In a previous post I promised to go through a real example of how we can automate Internet Explorer to retrieve data from a website. We'll also enumerate some of the members of the IE Document Object as well as see how we can incorporate XMLHTTP into the mix.
The EPA's SunWise Program publishes a UV Index, which is the amount of UV exposure you can expect for the day. Their website has some neat graphs of how the UV Index works, and what each value means. I'm obliged to remind you that you should cover up in the sun, wear at least SPF 15 sunblock, and remember that just because it isn't sunny out doesn't mean you're not getting exposed to UV rays.
You can lookup the UV Index directly on their site. But we don't want to do that. We want to extract the UV index programmatically from the EPA's website.
The first thing we do is look at the source of the page (View > Source in Internet Explorer, Ctrl+U in FireFox) and see that the UV Index lookup is wrapped in HTML form tags. Wonderful! Here is the code.

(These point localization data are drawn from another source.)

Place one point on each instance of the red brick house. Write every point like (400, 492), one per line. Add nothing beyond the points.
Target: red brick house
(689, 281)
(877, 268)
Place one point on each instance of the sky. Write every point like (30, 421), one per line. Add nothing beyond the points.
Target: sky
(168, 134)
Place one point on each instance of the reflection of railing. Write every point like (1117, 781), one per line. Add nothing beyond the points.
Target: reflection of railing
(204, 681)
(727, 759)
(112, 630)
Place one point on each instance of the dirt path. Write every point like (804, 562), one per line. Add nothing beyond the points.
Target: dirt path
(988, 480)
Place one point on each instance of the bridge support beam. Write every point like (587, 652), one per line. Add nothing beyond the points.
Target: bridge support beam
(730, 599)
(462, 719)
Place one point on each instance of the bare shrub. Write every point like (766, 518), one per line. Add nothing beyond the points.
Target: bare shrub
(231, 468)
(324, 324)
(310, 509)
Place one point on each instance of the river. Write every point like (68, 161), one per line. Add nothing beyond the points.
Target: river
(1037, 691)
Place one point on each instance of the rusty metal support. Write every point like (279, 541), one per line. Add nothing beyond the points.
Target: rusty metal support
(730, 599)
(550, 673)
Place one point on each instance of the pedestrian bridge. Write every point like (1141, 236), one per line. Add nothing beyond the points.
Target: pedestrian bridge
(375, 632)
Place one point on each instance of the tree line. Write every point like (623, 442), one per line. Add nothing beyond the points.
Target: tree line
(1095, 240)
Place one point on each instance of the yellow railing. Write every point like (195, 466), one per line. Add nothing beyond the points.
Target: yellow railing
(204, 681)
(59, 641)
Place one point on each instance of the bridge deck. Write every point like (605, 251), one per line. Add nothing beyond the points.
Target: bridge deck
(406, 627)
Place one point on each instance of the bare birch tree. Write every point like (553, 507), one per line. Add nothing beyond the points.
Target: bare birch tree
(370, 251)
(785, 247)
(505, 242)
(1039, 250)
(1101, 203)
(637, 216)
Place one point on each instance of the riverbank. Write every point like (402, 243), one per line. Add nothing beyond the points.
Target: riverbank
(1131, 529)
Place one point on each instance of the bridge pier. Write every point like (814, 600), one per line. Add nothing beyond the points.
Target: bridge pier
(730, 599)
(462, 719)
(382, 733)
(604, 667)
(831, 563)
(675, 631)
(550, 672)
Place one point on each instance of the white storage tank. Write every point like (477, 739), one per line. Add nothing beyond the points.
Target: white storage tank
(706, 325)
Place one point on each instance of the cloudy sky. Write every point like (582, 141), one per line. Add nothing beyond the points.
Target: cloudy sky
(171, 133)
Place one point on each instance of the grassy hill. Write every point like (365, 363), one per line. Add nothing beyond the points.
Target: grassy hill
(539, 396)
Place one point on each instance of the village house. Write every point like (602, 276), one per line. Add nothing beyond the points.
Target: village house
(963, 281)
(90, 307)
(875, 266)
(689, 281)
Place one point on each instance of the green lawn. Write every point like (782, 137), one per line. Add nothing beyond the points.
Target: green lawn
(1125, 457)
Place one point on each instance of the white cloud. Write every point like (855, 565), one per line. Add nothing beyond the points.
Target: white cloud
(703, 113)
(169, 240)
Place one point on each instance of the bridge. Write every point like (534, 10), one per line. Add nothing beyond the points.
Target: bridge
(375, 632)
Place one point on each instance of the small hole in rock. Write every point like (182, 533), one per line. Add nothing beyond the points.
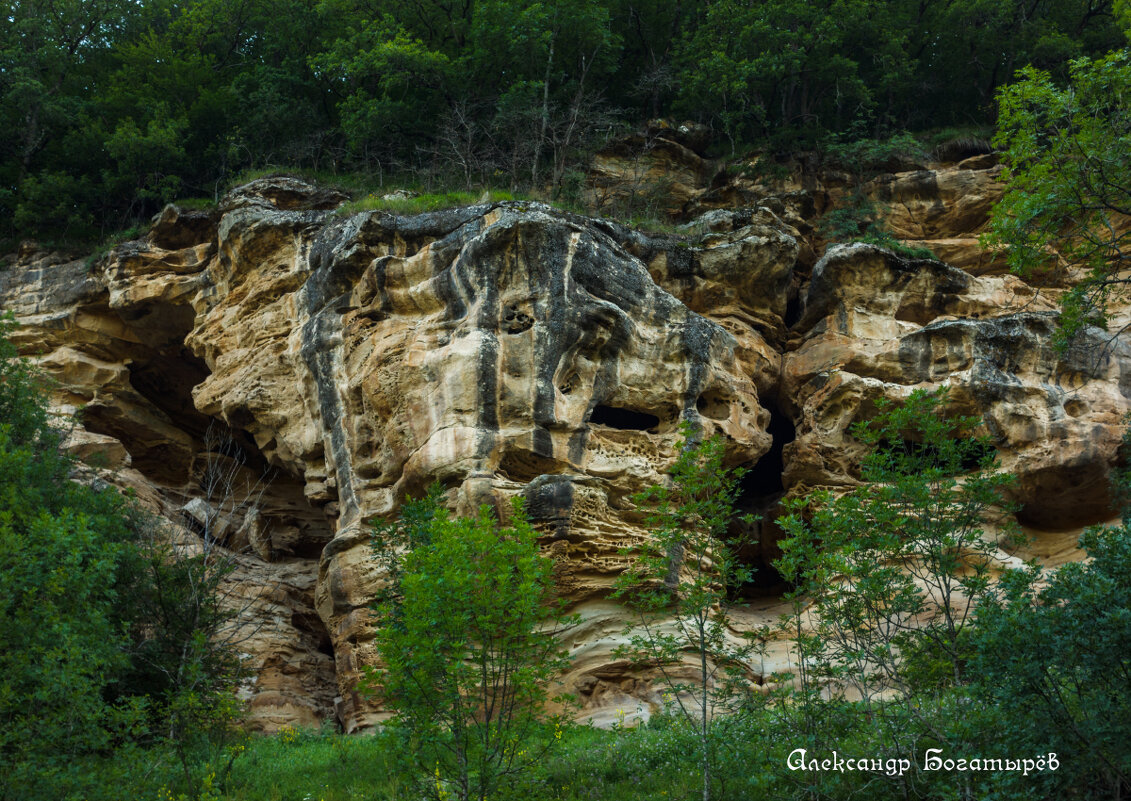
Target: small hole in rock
(624, 419)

<form action="http://oaspub.epa.gov/enviro/uv_search" method="post" id="uviform" onsubmit="return validateInput();">
<table border="0" cellpadding="1" cellspacing="0" summary="The UV Index query form." style="width:auto; margin-right:60px;">
<tr>
<td style="text-align:right; padding-right:0.5em; font-weight:bold;"><label for="label">ZIP Code:</label></td>
<td><input name="zipcode" type="text" id="zipcode" size="5" maxlength="5" /></td>
</tr>
<tr>
<td> </td>
<td style="padding:0.7em 0;">or</td>
</tr>
<tr>
<td style="text-align:right; padding-right:0.5em; font-weight:bold;"><label for="label2">City:</label></td>
<td><input id="city_name" type="text" name="city_name" size="30" /></td>
</tr>
<tr>
<td style="text-align:right; padding-right:0.5em; font-weight:bold;"><label for="label3">State:</label></td>
<td><input name="state_code" type="text" id="state_code" title="Postal abbreviation" size="2" maxlength="2" /></td>
</tr>
<tr>
<td> </td>
<td style="padding-top:20px;"><input type="submit" id="submit" style="font-weight:bold;" value="Get UV Index" />
<input type="reset" id="reset" style="font-size:0.9em;" value="Reset" /></td>
</tr>
</table>
</form>This markup tells me:
- The data you enter into this form is submitted to a URL for processing.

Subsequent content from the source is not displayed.